Language models, like those used in AI, can struggle with reasoning tasks because they often take a long time to generate answers. This delay happens because they need to think through many steps, which can slow down their performance. Current methods for helping these models think (called chain-of-thought decoding) can be slow and inefficient, making it hard for them to provide quick answers.
What's the solution?
CCoT introduces a way to create 'contemplation tokens,' which are compressed versions of the reasoning steps that the model takes. Instead of using long sequences of reasoning, CCoT allows the model to generate shorter, more efficient representations that still capture the essential parts of its thought process. This means the model can reason faster while still improving its accuracy on complex tasks. The framework can be applied to existing language models without needing major changes.
Why it matters?
This research is important because it makes AI models more efficient at reasoning tasks, which can lead to faster and more accurate responses in real-world applications like education, customer service, and problem-solving.
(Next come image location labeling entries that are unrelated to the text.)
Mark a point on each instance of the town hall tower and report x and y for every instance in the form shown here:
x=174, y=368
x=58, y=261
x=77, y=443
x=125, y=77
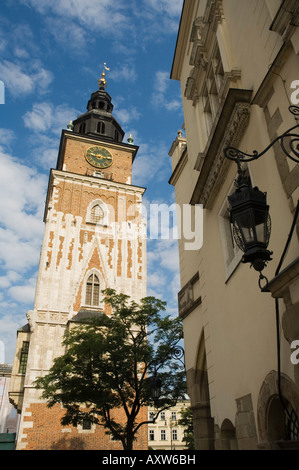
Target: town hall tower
x=94, y=239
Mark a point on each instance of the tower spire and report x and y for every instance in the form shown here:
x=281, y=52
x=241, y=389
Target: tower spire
x=102, y=82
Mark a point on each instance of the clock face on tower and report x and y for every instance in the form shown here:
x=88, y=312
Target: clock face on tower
x=99, y=157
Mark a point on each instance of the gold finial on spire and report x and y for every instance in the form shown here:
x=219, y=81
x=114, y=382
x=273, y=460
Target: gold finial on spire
x=102, y=81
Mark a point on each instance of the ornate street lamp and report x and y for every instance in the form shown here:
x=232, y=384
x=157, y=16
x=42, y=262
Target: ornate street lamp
x=249, y=212
x=155, y=387
x=251, y=223
x=251, y=226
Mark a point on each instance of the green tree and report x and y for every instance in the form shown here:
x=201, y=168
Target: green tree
x=109, y=362
x=186, y=420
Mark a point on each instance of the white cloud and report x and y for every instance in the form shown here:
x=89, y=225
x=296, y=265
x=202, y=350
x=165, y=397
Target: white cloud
x=152, y=163
x=22, y=80
x=160, y=95
x=126, y=115
x=6, y=136
x=126, y=72
x=20, y=214
x=93, y=14
x=171, y=7
x=45, y=117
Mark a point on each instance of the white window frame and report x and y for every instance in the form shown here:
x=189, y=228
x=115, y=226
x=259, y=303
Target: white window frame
x=105, y=219
x=102, y=287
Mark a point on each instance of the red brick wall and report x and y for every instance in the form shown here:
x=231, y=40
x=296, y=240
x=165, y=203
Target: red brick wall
x=75, y=162
x=47, y=432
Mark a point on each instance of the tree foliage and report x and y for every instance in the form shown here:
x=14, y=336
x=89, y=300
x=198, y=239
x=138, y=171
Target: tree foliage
x=108, y=363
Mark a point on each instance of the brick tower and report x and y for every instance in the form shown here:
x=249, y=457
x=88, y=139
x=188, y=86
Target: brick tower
x=93, y=239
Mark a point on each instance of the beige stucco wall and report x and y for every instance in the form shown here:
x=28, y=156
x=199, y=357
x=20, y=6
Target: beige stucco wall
x=237, y=318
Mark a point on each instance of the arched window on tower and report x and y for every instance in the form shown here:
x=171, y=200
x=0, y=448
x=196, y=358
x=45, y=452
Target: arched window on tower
x=82, y=128
x=96, y=214
x=92, y=296
x=101, y=127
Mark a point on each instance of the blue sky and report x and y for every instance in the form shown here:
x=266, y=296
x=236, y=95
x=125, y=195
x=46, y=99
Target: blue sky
x=52, y=54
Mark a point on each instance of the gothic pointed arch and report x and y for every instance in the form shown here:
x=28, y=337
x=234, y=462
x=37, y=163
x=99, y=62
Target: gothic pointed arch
x=276, y=415
x=203, y=422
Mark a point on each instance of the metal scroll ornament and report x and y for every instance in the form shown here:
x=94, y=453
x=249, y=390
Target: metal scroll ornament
x=289, y=142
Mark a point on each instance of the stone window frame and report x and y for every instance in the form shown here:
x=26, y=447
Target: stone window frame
x=100, y=304
x=89, y=215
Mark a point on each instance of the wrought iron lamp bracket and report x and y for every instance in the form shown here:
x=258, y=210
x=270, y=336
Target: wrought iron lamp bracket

By improving how these models think through problems, CCoT could enhance their usability and effectiveness in various fields.
Abstract
Chain-of-thought (CoT) decoding enables language models to improve reasoning performance at the cost of high generation latency in decoding. Recent proposals have explored variants of contemplation tokens, a term we introduce that refers to special tokens used during inference to allow for extra computation. Prior work has considered fixed-length sequences drawn from a discrete set of embeddings as contemplation tokens. Here we propose Compressed Chain-of-Thought (CCoT), a framework to generate contentful and continuous contemplation tokens of variable sequence length. The generated contemplation tokens are compressed representations of explicit reasoning chains, and our method can be applied to off-the-shelf decoder language models. Through experiments, we illustrate how CCoT enables additional reasoning over dense contentful representations to achieve corresponding improvements in accuracy. Moreover, the reasoning improvements can be adaptively modified on demand by controlling the number of contemplation tokens generated.